The region's tech startup ecosystem's dependence on foreign investments explains why it has been disproportionately affected by this funding shortfall compared to many other regions. As Jit Bhattacharya, CEO and co-founder of the electric mobility startup BasiGo in Kenya, notes, access to funding remains the primary challenge for Kenyan tech startups. A survey conducted by the regional tech event East Africa Com and the tech news portal Connecting Africa reveals that behind this concern (59%), the main threats identified by East African tech entrepreneurs in 2023 are dependence on international venture capital firms (56%) and global recession trends (55%).
This set of threats partly explains why several tech companies in the region, such as Cellulant, Twiga, Wasoko, and MarketForce, have recently faced disruptions ranging from layoffs and contractions to strategic recalibrations. Some startups have even permanently closed their doors, including Zumi, Kune, Sendy, and Dash. Another significant structural challenge that seems to hinder East Africa's push to become the new tech startup beacon of the African continent is high corruption levels, as highlighted by American journalist Keith Richburg in a Washington Post article. He refers to a Daily Nation article estimating the cost of bribes for 10 basic services. Recently, U.S. Trade Representative Katherine Tai warned that corruption in public procurement was hampering efforts to attract more American investments.

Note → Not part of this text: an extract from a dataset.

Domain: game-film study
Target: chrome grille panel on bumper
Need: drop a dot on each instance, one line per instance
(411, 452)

Thus, it is evident that East Africa is a true international cradle of the tech startup ecosystem. This dynamism is driven by, among other things, dynamic public policies, investor confidence, supportive education and training for tech, crucial infrastructure development, a culture of collaboration, a driving force embodied by Kenya's dynamism, and two often-overlooked yet crucial advantages: an English-speaking population and a pleasant climate. These factors seem essential to attracting talent and young workers from around the world. However, despite these clear advantages, some challenges must be considered to determine whether East Africa will become the new tech startup beacon on the African continent.

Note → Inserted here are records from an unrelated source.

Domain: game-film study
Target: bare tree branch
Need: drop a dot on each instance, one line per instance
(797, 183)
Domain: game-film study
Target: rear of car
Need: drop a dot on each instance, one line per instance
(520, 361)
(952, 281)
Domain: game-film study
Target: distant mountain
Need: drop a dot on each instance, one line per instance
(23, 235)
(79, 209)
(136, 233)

The main challenges include a significant dependence on international trends, particularly foreign investments, and a development foundation threatened by high corruption levels. While Kenya (MYDAWA, Kopo Kopo, etc.), Rwanda (Kacha, SafeMotos, etc.), Tanzania (Ubongo, Jumia Tanzania, etc.), Uganda (SafeBoda, Numida, etc.), Mauritius (EcoVadis, Azuri Technologies, etc.), Ethiopia (BeBlocky, ArifPay, etc.), and Eastern DRC (Elimu, Nuru, etc.) present promising tech startup ecosystems, some challenges remind us that the international competition is fierce and other African ecosystems also aim to capitalize on this opportunity.

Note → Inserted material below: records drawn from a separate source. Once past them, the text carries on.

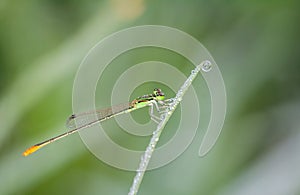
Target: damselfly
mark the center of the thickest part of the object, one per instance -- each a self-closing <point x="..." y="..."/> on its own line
<point x="83" y="120"/>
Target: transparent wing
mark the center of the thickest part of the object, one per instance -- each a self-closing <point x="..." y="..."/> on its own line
<point x="85" y="118"/>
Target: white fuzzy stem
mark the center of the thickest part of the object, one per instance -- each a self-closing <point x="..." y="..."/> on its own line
<point x="156" y="134"/>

For instance, Nigeria (Terragon, Moove, etc.) has developed 5 of the 7 African unicorns, South Africa (OrderIn, Pineapple Insurance, etc.) has numerous startup hubs across its territory, including Cape Town, Johannesburg, Pretoria, and Port Elizabeth, and Egypt (Swvl, Vezeeta, etc.)saw its first unicorn, Fawry, emerge in 2020 and is the country with the most tech startups on the continent.